I literally stumbled out of bed at 6:50 A.M. smacking my knee on the corner of the bureau. I'd arrived in Freeport at midnight last night and was now ensconced in a lovely condominium that is the temporary home of North Riding Point Club. The construction of the real NRPC will begin in July. I was in Freeport to speak with the owners, Ed and Carol Dawes, and to sample their flats fishing opportunities.
Over breakfast, Ed showed me the blueprints for a lodge totally devoted to flats fishing and flats fishermen. Large bedrooms, airy verandas, and fly-tying rooms all had been meticulously planned. It will be lovely. But what really caught my eye was the attention to the details that make or break a trip.
Ed had designed a building for his vehicles, boats and motors. A full time mechanic will be on duty to keep everything in perfect operational order - no down time due to equipment repairs. Carol's responsibility will be decor and meals. With her experience, we can count on five-star meals. Ed plans to use Grand Bahama's beautiful and rarely used road system to trailer fisherman and flats boats to different fishing grounds thus eliminating much of the travel time to get to remote flats. I don't know many fishermen who wouldn't trade 30 minutes of pounding in chop for a quiet ride in an air-conditioned Scout.
NRPC will be using specially designed Dolphin skiffs. Ed has put two very comfortable seats ahead of the console, a stainless steel thigh brace on the casting platform, and a cowling around the casting platform to keep your line from blowing off the deck. Obviously a fisherman himself, he has thought of everything that drives a flats fisherman crazy.
This will be a resort designed to maximize fishing time and allow a bone-weary (is that possible?) fisherman to fall into the deep luxury of fine food and a beautiful villa. But what good is all this: the great meals and wonderful accommodations, without great fishing... my question exactly.
Ed introduced me to Stanley Glinton, his head guide. Stanley has 25 years experience at Deep Water Cay Club as a bonefishing guide. While moving the boat to Dover Sound, (a beautiful drive by the way), I listened wide-eyed to Stanley's account of recent explorations of this newly discovered bonefishing area. Ishmael, his apprentice guide, quickly put the boat in the water and we were off.
Stanley proved to be a very knowledgeable and affable companion.

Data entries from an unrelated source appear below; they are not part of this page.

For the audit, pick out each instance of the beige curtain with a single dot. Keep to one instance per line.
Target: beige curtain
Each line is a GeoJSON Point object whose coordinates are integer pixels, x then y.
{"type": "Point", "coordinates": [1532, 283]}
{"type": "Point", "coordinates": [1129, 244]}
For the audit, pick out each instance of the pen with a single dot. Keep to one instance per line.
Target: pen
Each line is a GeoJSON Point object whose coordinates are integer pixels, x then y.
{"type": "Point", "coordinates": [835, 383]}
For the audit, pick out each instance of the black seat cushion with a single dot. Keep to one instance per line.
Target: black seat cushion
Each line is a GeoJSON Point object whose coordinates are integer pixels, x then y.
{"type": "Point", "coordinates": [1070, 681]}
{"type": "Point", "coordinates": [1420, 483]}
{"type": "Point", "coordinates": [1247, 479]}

I was impressed with his understanding of fly fishing. He made appropriate fly suggestions and tailored my retrieve to bottom conditions. He even suggested that I retrieve very quickly on one flat because the turtle grass was especially dense and would foul my fly.
The first fish I caught was tailing in nine inches of crystal clear water over a hard, dark brown bottom. I threw a gotcha at the fellow and he excitedly scuttled over to inspect my offering. He tailed, I strip-striked. The fish was on. I braced for the explosion... the screaming run, the line burning through the guides... I got ...nothing, The comet of the flats, the silver bullet that was attached to my right arm casually swam in front of me, oblivious to the two strong hook sets I had powered through my 8 weight. Was this some sort of bonefish mutant? Was he the only bonefish in the Bahamas with a death wish? My past experience in the Turks and Caicos had taught me that especially large fish, that is 10 pounds plus, don't immediately panic like their smaller brothers. Just as I struck again, Stanley settled the issue with a wide grin... he charged the fish waving his arms wildly.
The bonefish took the hint, as well as all my spare line, rattling it through the guides in a demonstration of pure power. After my line finally cleared, my reel then erupted, the handle banging on my chest pack where I had casually rested the fighting butt. Now in front of me, a rooster tail appeared at a spot where my singing line met the water and it continued to move forward impossibly far behind the streak that was now moving off to my right. Stanley, calmly watching his handiwork, suggested I follow the fellow as my backing was so quickly disappearing. Suddenly the fish stopped and after madly retrieving backing, I was able to change the line's wide arc into a straight line pointing directly at the fish. After two more heart stopping runs the bonefish was strongly circling me still tethered to my racing heart. I picked him up and Stanley and I put a tape to him marveling at his broad shoulders ... 27 inches at the fork. We quickly released him and congratulated ourselves on our luck.
It wasn't over. Among the extensive, hard bottom flats and mangrove bushes cruised many singles and doubles. This was a land of big fish. One five pounder took me on a tour of the mangroves. I followed passing my rod under the arches of the roots while Stanley and Ishmael laughed and shouted encouragement. I did finally land the fish, but I was definitely more tired than he was. Unfortunately, we also watched a lemon shark purposefully track a previously caught bonefish for over a half mile before dispatching him in a cloud of red. Sometimes in the ocean, catch and release is only a temporary reprieve.
This was a great trip. I fully expect this area to one day be viewed as one of the premier fisheries in all the Bahamas!